De vordering voldoet aan alle wettelijke eisen. Krachtens de wettelijke bepalingen is de rechtbank bevoegd tot behandeling van deze vordering. Uit onderzoek ter terechtzitting zijn geen omstandigheden gebleken die aan de ontvankelijkheid van de officier van justitie in de weg staan. Uit het onderzoek ter terechtzitting is gebleken dat de veroordeelde zich gedurende de proeftijd aan een strafbaar feit heeft schuldig gemaakt.
De officier van justitie heeft gepersisteerd bij de vordering.
De raadsvrouwe heeft gepleit voor afwijzing van de vordering.
Uit het onderzoek ter terechtzitting is gebleken dat de veroordeelde zich gedurende de proeftijd aan een strafbaar feit heeft schuldig gemaakt.
Bijzondere omstandigheden die aan de tenuitvoerlegging in de weg staan zijn niet aanwezig. De rechtbank zal dan ook de gevorderde tenuitvoerlegging gelasten.

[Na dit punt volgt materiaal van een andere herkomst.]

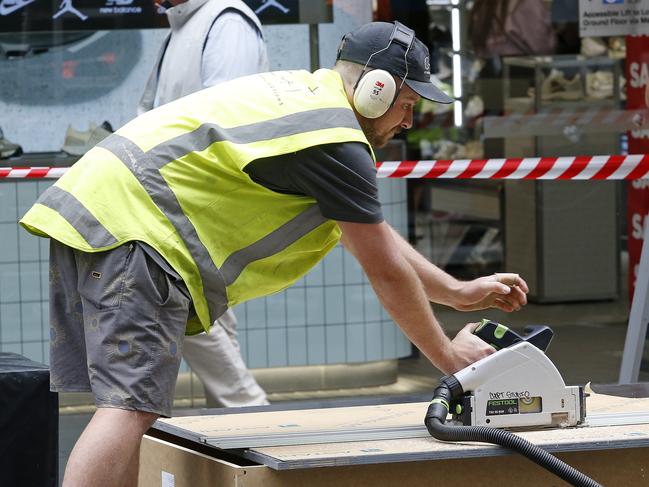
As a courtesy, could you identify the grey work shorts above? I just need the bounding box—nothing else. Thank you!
[50,240,191,416]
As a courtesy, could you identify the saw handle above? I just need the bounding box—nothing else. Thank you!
[473,319,554,352]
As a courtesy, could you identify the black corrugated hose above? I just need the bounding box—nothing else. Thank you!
[424,383,602,487]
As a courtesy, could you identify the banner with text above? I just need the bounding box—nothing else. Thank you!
[626,36,649,299]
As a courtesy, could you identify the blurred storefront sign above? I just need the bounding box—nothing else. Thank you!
[579,0,649,37]
[0,0,333,33]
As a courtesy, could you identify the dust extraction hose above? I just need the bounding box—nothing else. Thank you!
[424,382,602,487]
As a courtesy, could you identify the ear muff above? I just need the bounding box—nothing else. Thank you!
[354,69,397,118]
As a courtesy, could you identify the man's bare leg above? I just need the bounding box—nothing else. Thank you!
[63,408,158,487]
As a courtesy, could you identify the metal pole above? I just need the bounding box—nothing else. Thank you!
[309,24,320,72]
[618,219,649,384]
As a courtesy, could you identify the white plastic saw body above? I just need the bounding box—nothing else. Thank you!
[451,341,586,428]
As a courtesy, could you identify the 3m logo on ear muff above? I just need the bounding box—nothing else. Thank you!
[354,69,397,118]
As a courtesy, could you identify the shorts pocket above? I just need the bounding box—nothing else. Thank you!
[77,244,134,310]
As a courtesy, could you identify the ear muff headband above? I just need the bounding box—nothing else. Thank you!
[354,22,415,118]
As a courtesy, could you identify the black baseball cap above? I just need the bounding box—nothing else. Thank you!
[336,22,453,103]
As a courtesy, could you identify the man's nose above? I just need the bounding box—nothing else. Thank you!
[401,109,413,129]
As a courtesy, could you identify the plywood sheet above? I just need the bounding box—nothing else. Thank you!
[158,393,649,470]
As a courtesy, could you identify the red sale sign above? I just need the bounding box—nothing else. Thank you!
[626,36,649,299]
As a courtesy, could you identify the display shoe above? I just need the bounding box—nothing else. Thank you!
[581,37,608,57]
[0,128,23,159]
[531,69,582,100]
[63,122,113,156]
[608,37,626,59]
[586,71,613,100]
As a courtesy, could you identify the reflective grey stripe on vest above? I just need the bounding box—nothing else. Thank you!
[147,108,361,168]
[221,205,327,286]
[36,186,117,248]
[98,134,228,321]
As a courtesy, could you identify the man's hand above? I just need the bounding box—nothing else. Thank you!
[442,323,496,374]
[453,273,529,312]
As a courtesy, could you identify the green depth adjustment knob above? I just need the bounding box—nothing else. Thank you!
[473,319,554,351]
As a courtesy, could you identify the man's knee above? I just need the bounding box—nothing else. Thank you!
[95,407,160,436]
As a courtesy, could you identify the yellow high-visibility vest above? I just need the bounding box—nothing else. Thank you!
[20,69,371,334]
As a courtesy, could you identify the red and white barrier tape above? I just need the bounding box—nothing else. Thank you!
[0,167,69,179]
[0,154,649,179]
[377,154,649,179]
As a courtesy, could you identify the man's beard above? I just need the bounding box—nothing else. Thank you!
[358,118,392,149]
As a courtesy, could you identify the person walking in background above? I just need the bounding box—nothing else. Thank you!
[138,0,268,407]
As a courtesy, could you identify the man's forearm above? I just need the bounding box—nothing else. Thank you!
[392,228,461,306]
[366,250,456,373]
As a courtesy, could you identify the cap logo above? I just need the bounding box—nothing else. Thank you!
[371,80,385,97]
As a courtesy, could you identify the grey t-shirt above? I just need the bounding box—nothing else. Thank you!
[244,142,383,223]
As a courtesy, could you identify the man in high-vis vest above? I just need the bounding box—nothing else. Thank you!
[21,22,527,487]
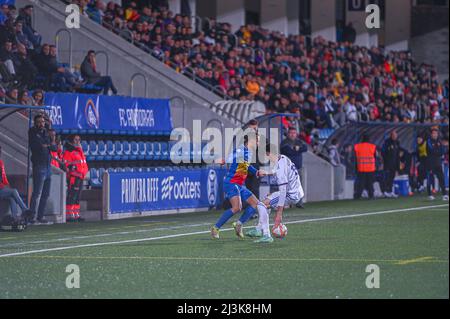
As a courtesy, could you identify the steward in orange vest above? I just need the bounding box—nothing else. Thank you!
[355,135,377,199]
[63,135,89,222]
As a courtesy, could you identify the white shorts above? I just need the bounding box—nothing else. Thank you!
[266,192,303,209]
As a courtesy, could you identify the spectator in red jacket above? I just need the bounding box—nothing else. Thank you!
[0,146,28,217]
[63,135,89,222]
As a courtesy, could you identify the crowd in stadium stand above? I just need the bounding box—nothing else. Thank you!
[64,0,448,128]
[0,0,449,136]
[0,4,117,106]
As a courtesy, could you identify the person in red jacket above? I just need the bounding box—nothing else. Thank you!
[0,146,28,217]
[48,129,66,171]
[63,135,89,222]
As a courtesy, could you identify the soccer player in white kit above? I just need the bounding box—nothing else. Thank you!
[246,144,305,243]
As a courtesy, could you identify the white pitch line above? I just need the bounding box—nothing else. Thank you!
[0,204,448,258]
[0,223,211,248]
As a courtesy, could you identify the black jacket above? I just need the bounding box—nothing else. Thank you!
[28,127,58,167]
[80,57,101,83]
[280,138,308,169]
[34,53,58,76]
[381,138,400,171]
[427,138,448,169]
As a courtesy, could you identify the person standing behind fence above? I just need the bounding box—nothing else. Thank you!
[28,115,57,224]
[355,135,377,199]
[280,127,308,208]
[0,146,29,217]
[381,130,400,198]
[416,136,427,193]
[427,129,448,201]
[63,135,89,222]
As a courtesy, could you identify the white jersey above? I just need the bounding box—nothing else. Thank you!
[274,155,304,201]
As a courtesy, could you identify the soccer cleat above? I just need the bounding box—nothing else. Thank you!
[254,236,273,244]
[245,228,262,238]
[233,223,244,239]
[211,226,220,239]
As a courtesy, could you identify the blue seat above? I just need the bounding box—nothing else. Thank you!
[96,141,107,161]
[153,142,162,161]
[89,168,102,187]
[120,141,131,161]
[98,167,106,185]
[105,141,115,161]
[113,141,123,161]
[138,142,147,161]
[161,142,170,161]
[191,144,203,163]
[130,142,139,161]
[145,142,153,161]
[181,143,193,163]
[169,142,183,162]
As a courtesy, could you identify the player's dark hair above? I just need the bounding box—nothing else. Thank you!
[33,114,44,122]
[245,119,259,127]
[67,134,80,143]
[361,134,370,143]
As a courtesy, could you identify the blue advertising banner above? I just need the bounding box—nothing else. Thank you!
[347,0,366,11]
[45,93,173,132]
[109,169,226,214]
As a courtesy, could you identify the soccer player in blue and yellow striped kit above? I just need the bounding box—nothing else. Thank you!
[211,134,265,239]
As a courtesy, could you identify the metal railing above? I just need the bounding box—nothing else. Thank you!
[130,73,148,97]
[55,29,73,68]
[169,95,186,127]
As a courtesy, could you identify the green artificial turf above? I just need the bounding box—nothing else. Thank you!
[0,197,449,299]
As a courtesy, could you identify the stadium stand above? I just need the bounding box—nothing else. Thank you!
[59,0,448,133]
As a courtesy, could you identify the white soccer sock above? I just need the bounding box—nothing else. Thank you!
[258,203,270,236]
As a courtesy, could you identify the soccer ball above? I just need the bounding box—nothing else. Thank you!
[272,224,287,238]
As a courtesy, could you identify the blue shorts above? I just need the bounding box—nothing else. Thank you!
[223,182,253,202]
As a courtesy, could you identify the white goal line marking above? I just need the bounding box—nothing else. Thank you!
[0,204,448,258]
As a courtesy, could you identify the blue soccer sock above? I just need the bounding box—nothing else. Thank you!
[239,206,256,224]
[216,209,234,228]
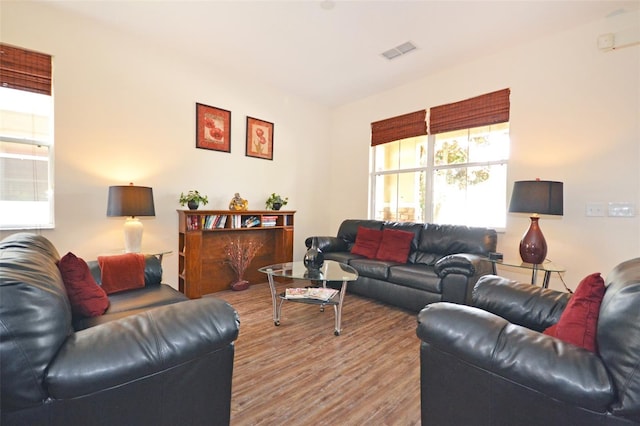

Toepasselijke wetsartikelen.

De beslissing is gegrond op de artikelen:
Wetboek van Strafrecht art. 10, 27, 285.

DE UITSPRAAK

De rechtbank:

Acht het primair en subsidiair ten laste gelegde niet wettig en overtuigend bewezen en spreekt verdachte daarvan vrij.
Verklaart het ten laste gelegde bewezen zoals hiervoor is omschreven.
Verklaart niet bewezen hetgeen verdachte meer of anders is ten laste gelegd dan hiervoor bewezen is verklaard en spreekt hem daarvan vrij.
Het bewezen verklaarde levert op het misdrijf:
meer subsidiair
bedreiging met enig misdrijf tegen het leven gericht, althans met zware mishandeling.
Verklaart verdachte hiervoor strafbaar.
Legt op de volgende straf en de maatregelen.
T.a.v. meer subsidiair:
Gevangenisstrafvoor de duur van
37 dagenmet aftrek overeenkomstig artikel 27
Wetboek van Strafrecht.
T.a.v. meer subsidiair:
Niet-ontvankelijkverklaring van de benadeelde partij [persoon], in haar vordering.
Compenseert de kosten van partijen aldus, dat elke partij de eigen kosten
draagt.
Onttrekt aan het verkeer: een vleesmes.
Beslissing na voorwaardelijke veroordeling:
Last tot tenuitvoerlegging van de straf, voor zover voorwaardelijk opgelegd bij vonnis van de kinderrechter te 's-Hertogenbosch d.d. 18 september 2012, gewezen onder parketnummer 01/ 853003-12, te weten: een werkstraf voor de duur van 28 uren subsidiair 14 dagen jeugddetentie.
Opheffing van het tegen verdachte verleende bevel tot voorlopige hechtenis met
ingang van heden. Deze voorlopige hechtenis is op 6 december 2012 reeds
geschorst.
Dit vonnis is gewezen door:
mr. W.M. Weerkamp, voorzitter,
mr. P.J.H. van Dellen en mr. M.Th. van Vliet, leden,
in tegenwoordigheid van mr. H.J.G. de Bruijn-van der Sluijs, griffier,
en is uitgesproken op 10 september 2013.
De jongste rechter is buiten staat dit vonnis mede te ondertekenen.

Voetnoten

1.Wanneer hierna wordt verwezen naar een proces-verbaal, wordt – tenzij anders vermeld – bedoeld een proces-verbaal, opgemaakt in de wettelijke vorm door daartoe bevoegde opsporingsambtenaren. Waar wordt verwezen naar pagina’s betreffen dit de pagina’s uit het eindproces-verbaal van de politie regio Brabant Noord, genummerd PL21xo 2012104762.